COURTING WOODCOCKS AND SNIPE
American woodcocks and Wilson's snipe are inland sandpipers that have several characteristics in common. Both kinds are camouflaged in their respective habitats, making them hard to spot. Both species have chunky bodies and long, straight beaks they use to probe in soil and mud after invertebrates to eat. Each kind has sensory receptors on the tips of their bills to detect prey underground. I see both these species at some time of the year in Lancaster County, Pennsylvania. Females of both species lay four eggs in a clutch laid on the ground. Chicks of these species hatch fluffy, camouflaged and ready to move about and feed themselves. And both kinds have intriguing, aerial courtship displays that attract females of each kind to mate and raise young, and discourage rival males of each species. Those courtship displays also make these species appealing to us.
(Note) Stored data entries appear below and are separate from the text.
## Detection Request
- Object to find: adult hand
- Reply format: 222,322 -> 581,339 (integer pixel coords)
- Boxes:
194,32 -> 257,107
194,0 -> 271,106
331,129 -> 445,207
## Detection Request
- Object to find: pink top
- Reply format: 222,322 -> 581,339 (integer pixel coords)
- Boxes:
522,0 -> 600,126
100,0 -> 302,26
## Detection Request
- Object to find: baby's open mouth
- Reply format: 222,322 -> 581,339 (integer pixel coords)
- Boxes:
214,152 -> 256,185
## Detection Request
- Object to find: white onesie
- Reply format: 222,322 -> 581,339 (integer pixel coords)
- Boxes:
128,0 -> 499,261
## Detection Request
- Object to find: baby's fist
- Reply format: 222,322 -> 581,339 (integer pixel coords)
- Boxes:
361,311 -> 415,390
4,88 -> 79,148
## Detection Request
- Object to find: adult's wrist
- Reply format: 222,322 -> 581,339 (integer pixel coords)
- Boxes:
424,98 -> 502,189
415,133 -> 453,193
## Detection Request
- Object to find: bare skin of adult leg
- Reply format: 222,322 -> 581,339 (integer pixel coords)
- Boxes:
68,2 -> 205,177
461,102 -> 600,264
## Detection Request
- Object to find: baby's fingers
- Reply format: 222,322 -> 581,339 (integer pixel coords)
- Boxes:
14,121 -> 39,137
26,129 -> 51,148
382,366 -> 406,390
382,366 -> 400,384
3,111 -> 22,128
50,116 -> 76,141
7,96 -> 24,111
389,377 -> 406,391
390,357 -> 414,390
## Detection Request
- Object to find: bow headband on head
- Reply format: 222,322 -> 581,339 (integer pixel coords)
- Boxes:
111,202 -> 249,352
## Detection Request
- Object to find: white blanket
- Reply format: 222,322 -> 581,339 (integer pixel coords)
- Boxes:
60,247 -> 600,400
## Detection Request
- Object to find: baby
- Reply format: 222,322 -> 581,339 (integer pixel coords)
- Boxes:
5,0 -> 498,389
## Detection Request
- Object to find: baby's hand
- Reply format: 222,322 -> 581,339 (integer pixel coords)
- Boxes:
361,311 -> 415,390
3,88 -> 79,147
Male woodcocks start courting in Pennsylvania during warmer evenings in late February and continue most evenings, at sunset, into early May. About sunset, each male woodcock flies up from a dead-leaf- carpeted, successional woodland floor and out to a bare spot of ground in a nearby abandoned field. There he stands with his long bill on his chest and vocally "beeps" for about a minute. Then he takes off in swift, spiraling flight up and up, his wings whistling rhythmically all the while. At the height of his flight, he vocally sings, "tu, tu, tu, tu", over and over, while floating high on the wind. Then he plunges to that same bare spot in a field, or another one, and starts his routine again, and again. Only hunger or a receptive female woodcock releases him from his commitment to his intriguing, aerial displays.
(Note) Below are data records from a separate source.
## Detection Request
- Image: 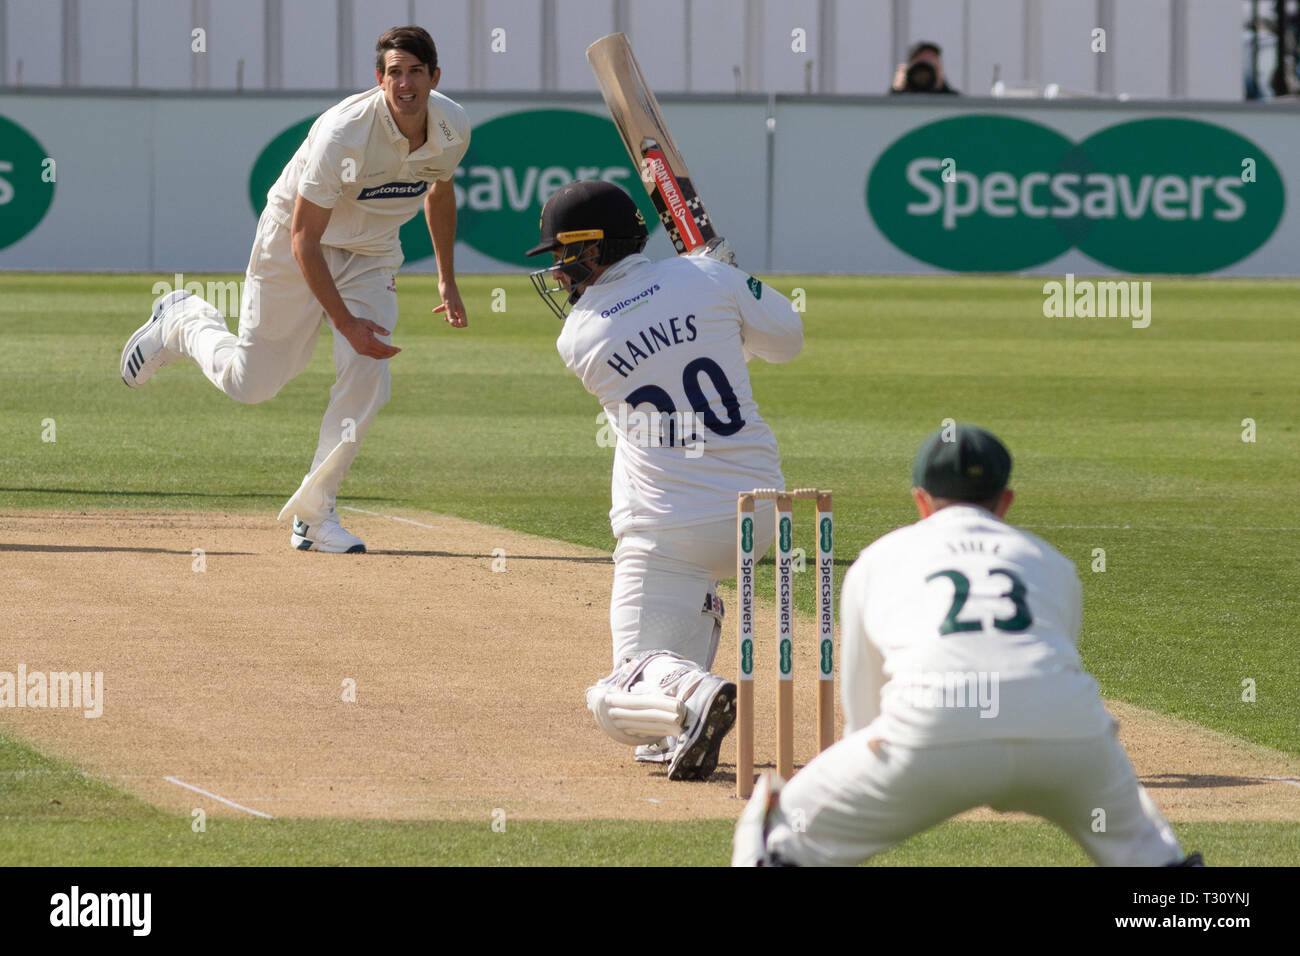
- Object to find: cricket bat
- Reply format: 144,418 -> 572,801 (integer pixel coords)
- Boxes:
586,33 -> 721,256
Woodcocks nest on successional woodland floors in eastern North America. Their feather colors and patterns blend them into the dead-leaf covering of those woods floors to protect them where they live, probe for invertebrates in the loose, rich soil, and raise offspring.
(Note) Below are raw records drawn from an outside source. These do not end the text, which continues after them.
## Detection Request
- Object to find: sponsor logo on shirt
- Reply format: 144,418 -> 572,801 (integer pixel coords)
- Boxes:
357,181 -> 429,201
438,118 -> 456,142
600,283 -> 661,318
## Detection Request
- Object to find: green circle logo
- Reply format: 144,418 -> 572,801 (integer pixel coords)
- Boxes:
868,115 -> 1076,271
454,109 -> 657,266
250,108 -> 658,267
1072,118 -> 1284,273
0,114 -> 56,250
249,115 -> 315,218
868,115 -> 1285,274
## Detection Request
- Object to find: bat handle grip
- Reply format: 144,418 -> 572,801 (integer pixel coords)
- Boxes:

Male Wilson's snipe also perform interesting aerial, courtship displays over moist, short-grass habitats, such as meadows. There breeding range includes Canada up to the Hudson Bay, Alaska and the very northern strip of the United States. Each snipe circles and dives over his nesting territory, often climbing high in the process. He flares his tail feathers as he ascends, causing air to rush over them, which creates a whirring, haunting "hu, hu, hu, hu, hu." That ethereal, winnowing sound is the best part of snipe courtship displays, well worth listening to.
Each female snipe nests on the ground, near water, in a short-grass habitat. Their feather coloring and pattern blends them into the color of bare ground along streams and ponds where they poke for invertebrates to ingest.
These inland sandpipers each have their own habitat, woodcocks in the woods and snipe in wet meadows. Having their own niche greatly reduces competition for invertebrate food between these species. And each kind of sandpiper has its own courtship display to attract females of each kind for mating and raising chicks. As always, nature, created by God, is absolutely wonderful.